Endometriosis & Pregnancy
My partner and I have been together for six years. In this time, we've lost two children. I have a lengthy story with a couple of health issues to go along. This is my story on how I’ve dealt, what caused the losses and what I used in order to come through.
At fifteen years old, I began experiencing severe abdominal pain that became more and more frequent. At least two weeks of each month I was totally out of it, in so much pain that I spent half of every single month in a dark bedroom, only leaving when necessary.
After a year of that, I developed anxiety -- knowing the pain was going to happen after only a small handful of green beans or fries was enough to send me into a panic-attack frenzy. Simply eating a meal became a task. Who wants to eat when you'll most definitely be sick afterward?
So add a diagnosis of anorexia to the list of what at this point was anxiety and "unknown reason for severe abdominal pain, especially during menstrual cycles." The crazy thing was, I was not anorexic! Not by choice anyway. What I wouldn't have given to be able to eat at all those buffets we visited on family outings. Or be involved in anything people my age were. The diagnosis of anorexia was basically just an automatic assumption by a doctor looking at a 70 pound girl and not realizing that she truly did want to eat!
Eventually, my partner and I began researching my symptoms. We'd spend hours with me lying down and reading all sorts of medical books. We came to the conclusion in 2010 that my problem was either 1. endometriosis or 2. IBS -- the lovely syndrome where the bowel is in an unhappy state, hence the name irritable bowel syndrome. Not pretty! In fact, when we came to realize these two things had to be what I was suffering from, I was humiliated.
Endometriosis apparently sounds like a sexually transmitted disease to those uneducated. Yes, I've had someone actually think that I had an STD when told them. Not to mention, it's a disease that has to do with the female reproductive system, mostly the uterus. Another thing that made me scared was when someone would ask "why are you so sick?" What would I say? "I have a disease in my uterus?" And then, when people did keep on wanting an explanation, you’re stuck stuttering, staring down at your feet and explaining the actions of your uterus and how the lining grows where it does. If that didn't make me feel crappy, it did the person asking for an explanation. Most people say "Ew! I wish I never asked."

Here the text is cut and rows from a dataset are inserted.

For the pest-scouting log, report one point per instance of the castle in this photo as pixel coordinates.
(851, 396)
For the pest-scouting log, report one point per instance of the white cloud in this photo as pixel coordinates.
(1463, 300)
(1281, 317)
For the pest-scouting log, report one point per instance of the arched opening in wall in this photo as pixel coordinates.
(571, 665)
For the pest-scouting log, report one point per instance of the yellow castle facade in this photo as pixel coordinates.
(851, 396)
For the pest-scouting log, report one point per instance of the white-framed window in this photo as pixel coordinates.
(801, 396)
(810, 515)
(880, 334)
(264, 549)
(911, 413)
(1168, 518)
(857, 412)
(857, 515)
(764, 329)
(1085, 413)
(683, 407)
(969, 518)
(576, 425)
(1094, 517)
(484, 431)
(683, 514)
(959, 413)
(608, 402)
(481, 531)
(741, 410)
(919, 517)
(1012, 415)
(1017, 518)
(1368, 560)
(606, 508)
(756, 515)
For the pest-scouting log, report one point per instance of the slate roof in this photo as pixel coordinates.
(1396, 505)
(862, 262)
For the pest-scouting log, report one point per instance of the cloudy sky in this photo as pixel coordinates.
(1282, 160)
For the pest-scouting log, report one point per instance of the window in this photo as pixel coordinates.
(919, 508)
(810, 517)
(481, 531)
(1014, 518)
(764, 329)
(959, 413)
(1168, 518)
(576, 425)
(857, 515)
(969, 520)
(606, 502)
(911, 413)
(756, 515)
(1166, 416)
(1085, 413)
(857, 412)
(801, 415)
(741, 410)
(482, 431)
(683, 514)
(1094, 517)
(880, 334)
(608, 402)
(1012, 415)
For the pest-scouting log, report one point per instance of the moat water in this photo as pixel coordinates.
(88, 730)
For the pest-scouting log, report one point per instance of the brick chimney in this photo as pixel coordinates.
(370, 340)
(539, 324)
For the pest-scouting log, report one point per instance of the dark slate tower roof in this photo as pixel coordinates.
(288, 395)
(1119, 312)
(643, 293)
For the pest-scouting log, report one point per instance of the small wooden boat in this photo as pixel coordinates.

And forget telling anybody I had IBS. That was not an option. Neither was any kind of treatment because I had no insurance and knew nothing about going to a doctor. I'd been to the emergency room twice with these problems with no luck. It wasn't until a year later, in May of 2011 that I was doctor-diagnosed.

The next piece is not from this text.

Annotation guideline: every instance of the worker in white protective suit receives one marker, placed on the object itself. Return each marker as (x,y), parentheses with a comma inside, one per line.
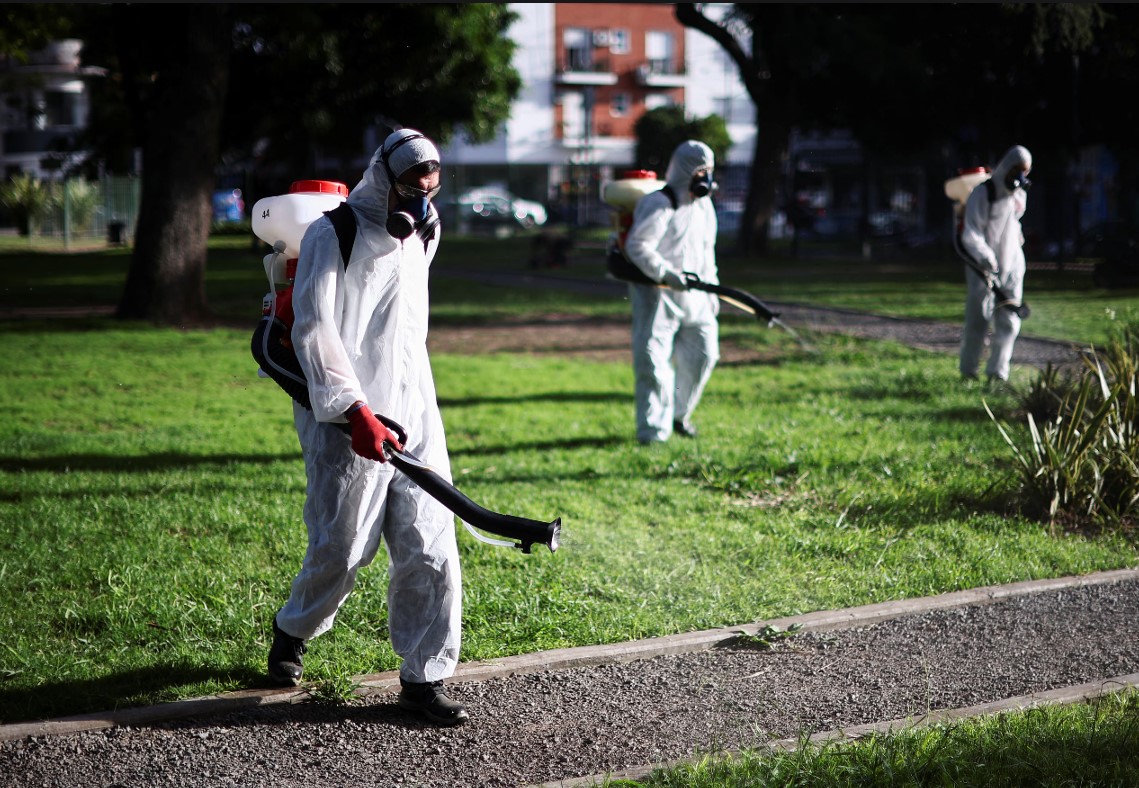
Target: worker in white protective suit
(991,237)
(361,338)
(674,335)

Getting To The Root Of The Cause
After discovering that there was little possibility my condition was anything other than one or both, I went to yet another doctor and said "Look, I know I have one or the other, so I don't want another 10 pap smears only to be told I have a tilted cervix." One more visit later and I was having surgery for endometriosis.
That was good and successful enough, but unfortunately, not soon enough. The same year my partner and I diagnosed me, I became pregnant for the first time. This was far before my surgery. I had heard people say pregnancy "cures" endometriosis. In fact, during the time I was suffering and had self-diagnosed, my twin was pregnant. During a visit with her mid-wife, she brought up my certainty of having endometriosis. Her mid-wife told her that the best advice for me is to get pregnant! I said that is ridiculous to become pregnant only to feel better, and not to mention, it is a myth that pregnancy cures endometriosis. It's true that some people, especially in minor cases, do feel relief while pregnant, but it does not cure it. So despite how badly my partner and I did want a child, I was not willing to just for nine months of relief. That's not to say that I wasn't ecstatic when I found out I was pregnant.
The first couple months went smooth as ever. I had intense cravings and developed a love for Asian chicken like nothing else, but things were smooth. I remember the pain I'd come to expect with endometriosis continuing, but my spirits were lifted now. Being pregnant was a state of bliss for me. Instead of the ill-tempered hormones, mine were the opposite. I suppose maybe that means I’m already moody without being pregnant, and that’s why I experienced the opposite. I was almost pathetically happy and sappy, to really get truthful here. Finally, I had a little less anxiety. I didn't feel like my life was really ending like I had, previous to learning the news.
The Process Of Miscarrying
During my first trimester, almost my third month into my pregnancy, I miscarried. I remember almost every part of that day. I had been experiencing cramps for two days, and being used to that kind of pain, I thought nothing of it. The third day, I woke up with the on and off cramping as well as a migraine -- nothing new, I've had them since I was a child in the sixth grade -- so if that was any indication as to what would later come, it totally bypassed my brain.
We had plans that evening to go to a friend's house, another couple with whom my partner and I were both friends back in our school days. This couple friend had surpassed us and were already on child number three, and I was excited to share experiences with the female of the couple.
During the late-afternoon to early-evening, the migraine was full-force and I felt sick all over. My stomach had turned on me and began the typical pain I recognized as endometriosis flare-ups. During the pregnancy though, these came a little less than before. I was quite used to being struck suddenly with the pain at any given time and almost hitting the floor. I can't tell you how many times I've shot down in the doubled-over position while doing house chores or grocery shopping. It was nothing surprising to me. I expected it to go away.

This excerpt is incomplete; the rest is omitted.